Padahal kasus COVID-19 di Brasil terus meningkat. Kementerian Kesehatan Brazil melaporkan pada Kamis (4/6) malam bahwa infeksi virus telah mencapai lebih dari 600 ribu dan penambahan kasus kematian per hari mencapai 1.437 kasus. Sementara pada Jumat (5/6), kasus kematian di Brasil bertambah 1.005 per hari.
Secara total kasus kematian akibat COVID-19 di Brasil mencapai lebih dari 35 ribu jiwa. Jumlah kematian di Brasil telah menyalip setelah kasus kematian di AS dan Inggris.
Kasino di Monte Carlo Kembali Buka
Casino de Monte Carlo di Monako siap menerima para wisatawan usai tutup akibat pandemi virus corona. Saat ini sejumlah karyawan yang mulai sibuk membersihkan seluruh area kasino pasca-pelonggaran pembatasan aktivitas akibat corona.
"Untuk pembukaan kembali ini, kasino telah sepenuhnya dirancang ulang dengan menerapkan protokol kesehatan COVID-19," ujar direktur pelaksana kasino Boris Donskoff dilansir Reuters, Sabtu (6/6).
Selain itu, pengelola juga menerapkan standar pelayanan baru. Masing-masing pemain akan memiliki kartu-kartu permainan mereka sendiri. Kartu yang sudah dipakai oleh tamu, akan langsung dimusnahkan oleh pihak kasino.
Polisi Kenya Bunuh 15 Warga Sipil
Anggota Kepolisian Kenya dilaporkan telah menembak mati 15 warga sipil selama pembelakuan jam malam untuk menekan penyebaran corona di negara tersebut. Dilansir AFP, Badan Pengawas Independen (IPOA) mengaku telah menerima setidaknya 87 aduan akibat tindakan pihak kepolisian sejak 27 Maret lalu.

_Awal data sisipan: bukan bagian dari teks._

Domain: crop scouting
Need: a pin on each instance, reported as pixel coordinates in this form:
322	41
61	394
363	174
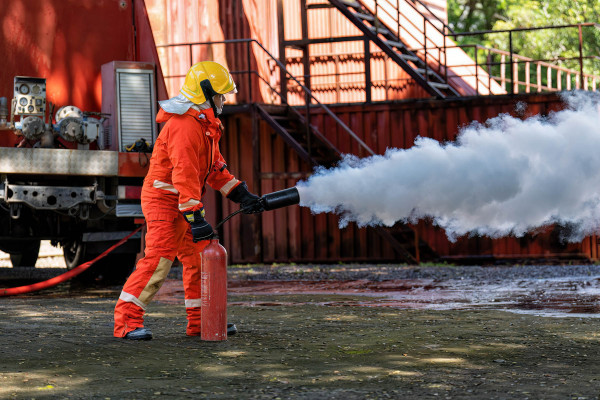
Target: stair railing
252	97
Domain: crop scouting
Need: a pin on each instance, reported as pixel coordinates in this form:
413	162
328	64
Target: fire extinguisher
214	271
214	292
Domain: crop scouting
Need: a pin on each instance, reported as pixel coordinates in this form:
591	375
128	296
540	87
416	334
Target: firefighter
186	156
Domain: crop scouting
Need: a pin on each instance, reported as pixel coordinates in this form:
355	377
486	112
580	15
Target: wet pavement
567	291
321	332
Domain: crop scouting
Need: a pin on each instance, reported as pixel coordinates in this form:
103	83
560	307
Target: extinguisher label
205	288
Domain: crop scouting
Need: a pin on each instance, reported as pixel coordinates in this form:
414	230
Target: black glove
201	230
250	203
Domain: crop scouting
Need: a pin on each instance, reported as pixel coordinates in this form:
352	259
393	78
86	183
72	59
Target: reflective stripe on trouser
168	236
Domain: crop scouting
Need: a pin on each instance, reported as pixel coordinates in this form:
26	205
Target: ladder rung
383	31
422	71
350	3
364	17
408	57
439	85
318	6
393	43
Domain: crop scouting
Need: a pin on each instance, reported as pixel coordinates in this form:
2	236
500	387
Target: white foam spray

"Melalui investigasi awal, setidaknya ada 15 orang meninggal dunia dan 31 insiden di mana para korban mengalami luka-luka yang secara langsung dikaitkan dengan tindakan tegas petugas polisi selama pemberlakuan jam malam," ujar pihak IPOA seperti dikuti dari AFP, Sabtu (6/6).
Kepolisian Kenya memang sering dilaporkan oleh kelompok pembela HAM karena dinilai menyalahgunakan kekuatannya, terutama di kawasan miskin.
WHO Peringatkan Bahaya Gelombang Kedua
Juru bicara WHO, Margaret Harris, mengatakan, episentrum pandemi virus corona saat ini masih berada di seluruh benua Amerika, dengan kasus tertinggi di dunia berada di Amerika Serikat.
WHO mengingatkan agar pemerintah tidak menganggap penurunan kasus sebagai akhir pandemi. "Ini belum selesai. Itu belum berakhir sampai tidak ada virus di mana pun di dunia," tegasnya.
Arab Saudi Tambah Lockdown di Jeddah untuk Dua Pekan
Jeddah kembali menerapkan lockdown selama dua pekan. Hal ini berdasarkan kebijakan Kementerian Kesehatan Arab Saudi yang menyatakan bahwa pemberlakuan lockdown didasarkan atas kajian epidemiologi.
"Setelah meninjau situasi epidemiologi dan meningkatnya angka okupansi pada fasilitas kesehatan, diputuskan untuk mengambil tindakan pencegahan kesehatan yang ketat di Kota Jeddah selama dua minggu," kata Kementerian Kesehatan Saudi dilansir AFP, Sabtu (6/6).